The early works of the Syrian Kurdish writer Salim Barakat (* 1951), born in Qamishli, are characterized by his youthful experiences with the diverse cultural influences of the Arab, Assyrian, Armenian, Circassian and Yazidi ethnic groups in this region bordering Turkey. In 1970, Barakat traveled to Damascus to study Arabic literature, but after a year moved on to Beirut, where he lived until 1982. During his stay in Beirut, he published five volumes of poetry, a diary and two volumes of autobiographies. His volume of short stories from 1980, The Iron Grasshopper contains depictions of the life of the Kurdish population in his homeland. In 1982 he moved to Cyprus and worked as editor-in-chief of the literary magazine Al Karmel, whose editor was the Palestinian poet Mahmoud Darwish. In 1999 Barakat emigrated to Sweden, where he has lived ever since.

Khaled Khalifa (1964–2023), born in a village near Aleppo and living in Damascus from the late 1990s until his death, was a Syrian novelist, screenwriter and poet who is also one of the well-known Arab authors. Khalifa studied law at the University of Aleppo. He was co-founder and co-editor of the literary magazine Alif, a forum for experimental writing, and a member of the Literary Forum at the University of Aleppo. Khalifa wrote novels and screenplays for films and television series that were adapted into films by Syrian directors. In 2013 he was awarded the Naguib Mahfouz Medal for Literature and was nominated three times for the International Prize for Arabic Fiction. His works were often critical of Syria's Ba'athist government and were banned in the country and edited by Lebanese publishers. His novels In Praise of Hatred, No Knives in the Kitchens of This City, Death is Hard Work and No One Prayed Over Their Graves have been translated into several languages.
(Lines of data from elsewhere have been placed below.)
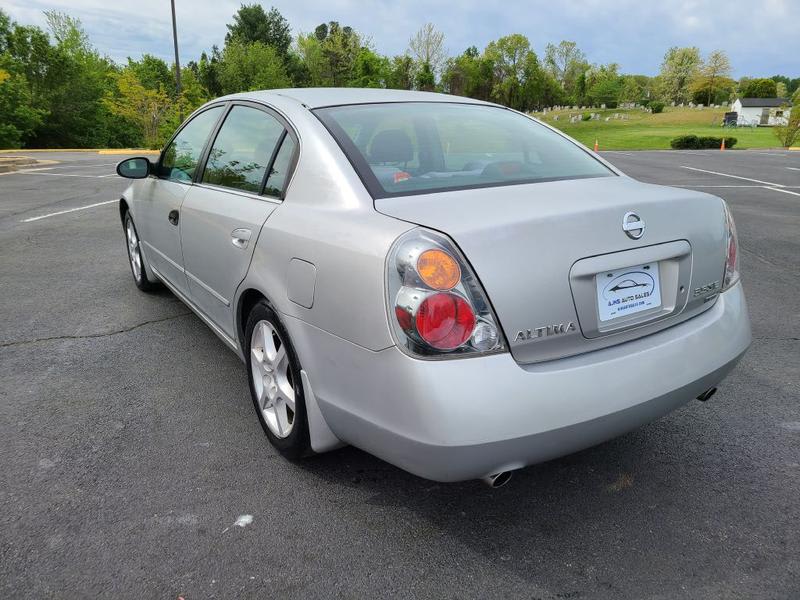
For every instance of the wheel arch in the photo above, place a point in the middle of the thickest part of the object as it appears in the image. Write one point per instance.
(322, 439)
(248, 298)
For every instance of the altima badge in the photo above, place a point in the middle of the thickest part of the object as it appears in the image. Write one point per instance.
(546, 330)
(633, 225)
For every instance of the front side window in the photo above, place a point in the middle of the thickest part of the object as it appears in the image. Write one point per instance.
(242, 150)
(419, 147)
(181, 157)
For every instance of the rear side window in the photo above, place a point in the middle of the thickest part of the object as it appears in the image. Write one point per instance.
(181, 157)
(244, 146)
(419, 147)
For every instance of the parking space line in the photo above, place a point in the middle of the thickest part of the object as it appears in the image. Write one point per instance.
(86, 164)
(716, 186)
(784, 191)
(63, 174)
(69, 210)
(733, 176)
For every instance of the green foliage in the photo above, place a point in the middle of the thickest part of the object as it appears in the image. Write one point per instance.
(370, 70)
(679, 68)
(568, 65)
(137, 104)
(789, 134)
(56, 90)
(251, 66)
(401, 73)
(20, 119)
(330, 54)
(693, 142)
(153, 73)
(251, 24)
(604, 86)
(760, 88)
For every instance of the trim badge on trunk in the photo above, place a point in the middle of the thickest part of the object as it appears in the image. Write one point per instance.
(633, 225)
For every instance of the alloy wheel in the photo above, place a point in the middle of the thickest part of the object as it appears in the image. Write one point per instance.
(272, 378)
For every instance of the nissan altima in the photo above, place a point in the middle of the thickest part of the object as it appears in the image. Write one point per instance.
(445, 283)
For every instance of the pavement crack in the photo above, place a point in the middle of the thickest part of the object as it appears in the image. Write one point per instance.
(92, 335)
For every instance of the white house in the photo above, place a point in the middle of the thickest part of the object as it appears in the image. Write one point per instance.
(761, 111)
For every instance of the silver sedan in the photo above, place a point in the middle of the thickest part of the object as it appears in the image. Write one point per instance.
(447, 284)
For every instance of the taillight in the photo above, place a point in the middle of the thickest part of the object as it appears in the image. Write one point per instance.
(437, 306)
(732, 252)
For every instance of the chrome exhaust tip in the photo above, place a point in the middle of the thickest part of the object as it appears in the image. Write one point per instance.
(707, 394)
(498, 479)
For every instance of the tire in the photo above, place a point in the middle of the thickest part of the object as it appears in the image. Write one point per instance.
(276, 388)
(135, 257)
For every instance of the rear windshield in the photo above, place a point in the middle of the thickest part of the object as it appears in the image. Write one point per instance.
(418, 147)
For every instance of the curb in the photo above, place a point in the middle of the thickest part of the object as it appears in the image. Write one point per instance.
(133, 151)
(129, 151)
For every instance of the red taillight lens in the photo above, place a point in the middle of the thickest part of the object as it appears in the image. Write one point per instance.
(445, 321)
(438, 308)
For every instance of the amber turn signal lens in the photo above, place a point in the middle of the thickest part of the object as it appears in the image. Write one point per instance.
(438, 269)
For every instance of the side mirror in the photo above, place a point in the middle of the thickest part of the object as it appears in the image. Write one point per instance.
(134, 168)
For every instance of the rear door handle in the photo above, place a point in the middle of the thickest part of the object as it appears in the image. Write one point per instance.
(240, 237)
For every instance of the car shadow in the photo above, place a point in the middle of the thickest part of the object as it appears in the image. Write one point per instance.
(583, 505)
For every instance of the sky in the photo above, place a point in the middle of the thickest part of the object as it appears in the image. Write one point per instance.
(760, 36)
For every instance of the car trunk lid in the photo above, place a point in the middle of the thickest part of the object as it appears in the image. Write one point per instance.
(539, 250)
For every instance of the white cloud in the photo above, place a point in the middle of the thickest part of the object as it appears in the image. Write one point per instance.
(760, 38)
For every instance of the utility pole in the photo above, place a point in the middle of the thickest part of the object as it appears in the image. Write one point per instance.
(177, 61)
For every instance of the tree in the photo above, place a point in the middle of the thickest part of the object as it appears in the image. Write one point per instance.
(208, 72)
(760, 88)
(254, 66)
(509, 55)
(252, 24)
(469, 74)
(330, 54)
(153, 73)
(678, 69)
(140, 105)
(789, 133)
(401, 73)
(426, 47)
(370, 70)
(713, 76)
(566, 63)
(630, 91)
(20, 119)
(69, 80)
(603, 85)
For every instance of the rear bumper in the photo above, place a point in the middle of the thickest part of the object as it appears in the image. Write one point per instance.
(460, 419)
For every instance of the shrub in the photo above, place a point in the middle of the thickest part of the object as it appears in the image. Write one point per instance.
(692, 142)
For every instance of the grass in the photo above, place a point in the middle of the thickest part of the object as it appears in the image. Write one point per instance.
(645, 131)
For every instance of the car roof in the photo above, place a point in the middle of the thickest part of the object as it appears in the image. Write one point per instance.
(319, 97)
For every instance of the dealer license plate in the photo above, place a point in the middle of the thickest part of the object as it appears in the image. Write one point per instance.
(628, 291)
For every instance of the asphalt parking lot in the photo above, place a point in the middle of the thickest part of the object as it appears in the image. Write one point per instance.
(130, 448)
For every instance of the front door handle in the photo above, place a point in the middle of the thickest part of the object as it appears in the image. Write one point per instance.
(240, 237)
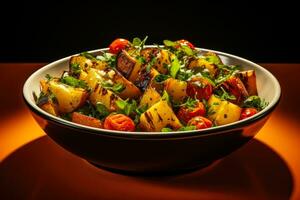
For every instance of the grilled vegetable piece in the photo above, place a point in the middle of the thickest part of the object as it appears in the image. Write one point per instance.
(176, 89)
(208, 62)
(99, 93)
(130, 91)
(249, 79)
(119, 122)
(85, 63)
(200, 122)
(86, 120)
(235, 87)
(159, 116)
(162, 57)
(68, 98)
(200, 88)
(150, 97)
(125, 63)
(223, 112)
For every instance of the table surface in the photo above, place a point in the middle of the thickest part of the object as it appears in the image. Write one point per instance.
(32, 166)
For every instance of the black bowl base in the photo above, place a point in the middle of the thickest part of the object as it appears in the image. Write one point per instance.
(179, 171)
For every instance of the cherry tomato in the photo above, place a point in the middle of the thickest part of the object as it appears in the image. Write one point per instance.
(200, 122)
(119, 122)
(118, 45)
(236, 87)
(200, 88)
(186, 113)
(187, 43)
(86, 120)
(248, 112)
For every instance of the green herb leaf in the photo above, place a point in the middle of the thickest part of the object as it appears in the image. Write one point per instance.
(126, 107)
(190, 103)
(213, 59)
(175, 66)
(255, 102)
(75, 68)
(48, 77)
(88, 55)
(110, 59)
(169, 43)
(187, 50)
(136, 41)
(102, 110)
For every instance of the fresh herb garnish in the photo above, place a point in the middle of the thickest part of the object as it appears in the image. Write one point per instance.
(190, 103)
(110, 59)
(116, 88)
(102, 110)
(150, 64)
(74, 82)
(175, 66)
(89, 110)
(256, 102)
(75, 68)
(48, 77)
(126, 107)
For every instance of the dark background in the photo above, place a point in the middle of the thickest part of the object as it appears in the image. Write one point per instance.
(46, 31)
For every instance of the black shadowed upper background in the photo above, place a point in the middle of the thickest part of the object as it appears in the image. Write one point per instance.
(46, 31)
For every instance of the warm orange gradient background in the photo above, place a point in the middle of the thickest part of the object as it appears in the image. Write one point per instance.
(32, 166)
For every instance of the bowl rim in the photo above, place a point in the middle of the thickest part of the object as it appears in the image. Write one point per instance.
(173, 134)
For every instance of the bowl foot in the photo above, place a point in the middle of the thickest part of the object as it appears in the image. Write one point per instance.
(179, 171)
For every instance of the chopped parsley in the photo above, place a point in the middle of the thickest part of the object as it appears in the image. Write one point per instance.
(74, 82)
(116, 88)
(255, 102)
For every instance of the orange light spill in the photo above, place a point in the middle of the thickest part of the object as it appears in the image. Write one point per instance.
(281, 133)
(16, 131)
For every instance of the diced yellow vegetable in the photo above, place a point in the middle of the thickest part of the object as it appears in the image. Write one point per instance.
(201, 62)
(223, 112)
(68, 98)
(176, 89)
(150, 97)
(50, 107)
(163, 60)
(98, 93)
(158, 116)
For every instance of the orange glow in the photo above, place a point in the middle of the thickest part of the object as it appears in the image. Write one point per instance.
(34, 165)
(16, 131)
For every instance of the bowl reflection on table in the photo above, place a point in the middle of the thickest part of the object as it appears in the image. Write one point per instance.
(146, 152)
(43, 170)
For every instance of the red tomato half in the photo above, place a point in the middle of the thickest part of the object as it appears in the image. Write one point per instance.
(118, 45)
(119, 122)
(185, 114)
(248, 112)
(200, 122)
(187, 43)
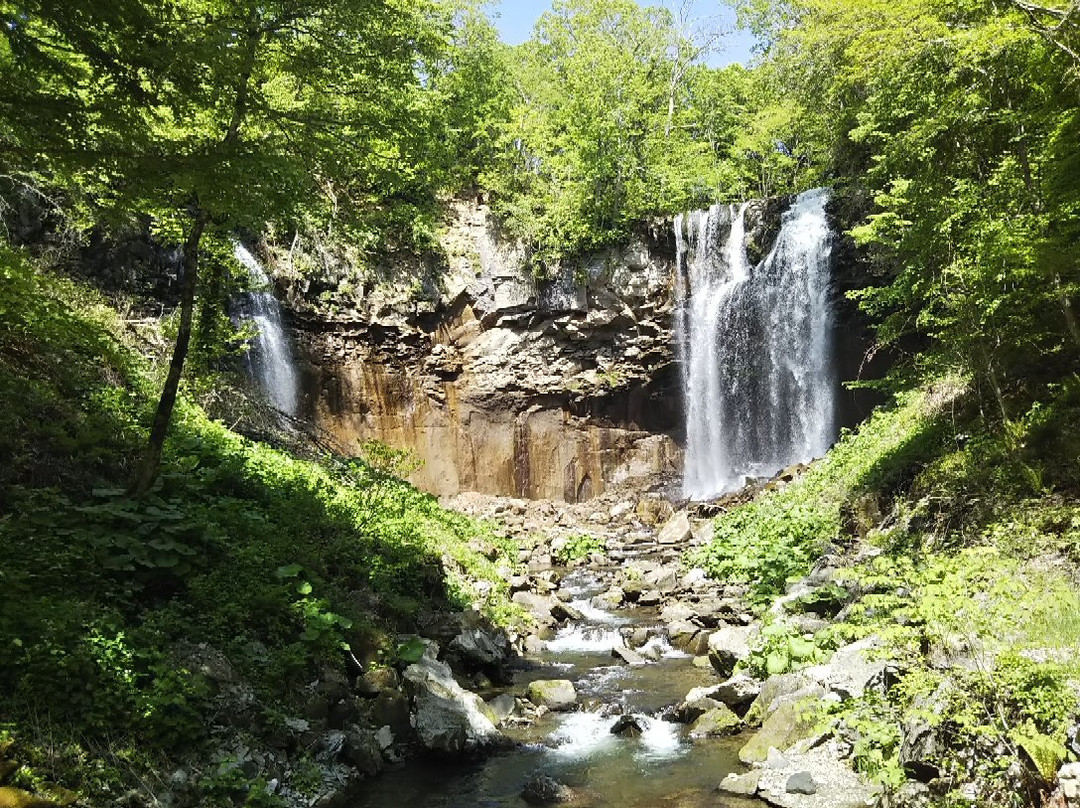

Other notable Syrian prose writers since the late 20th century include Khairy Alzahaby (1946–2022) Taissier Khalaf, a novelist and cultural historian born in 1967 in Quneitra, Fawwaz Haddad (b. 1947) and Mustafa Khalifa (b. 1948), two of the many writers who included war and imprisonment in their stories, Ya'rab al-Eissa (b. 1969), Haitham Hussein (b. 1978), Ghamar Mahmoud (b. 1980), as well as a growing number of women writers mentioned below.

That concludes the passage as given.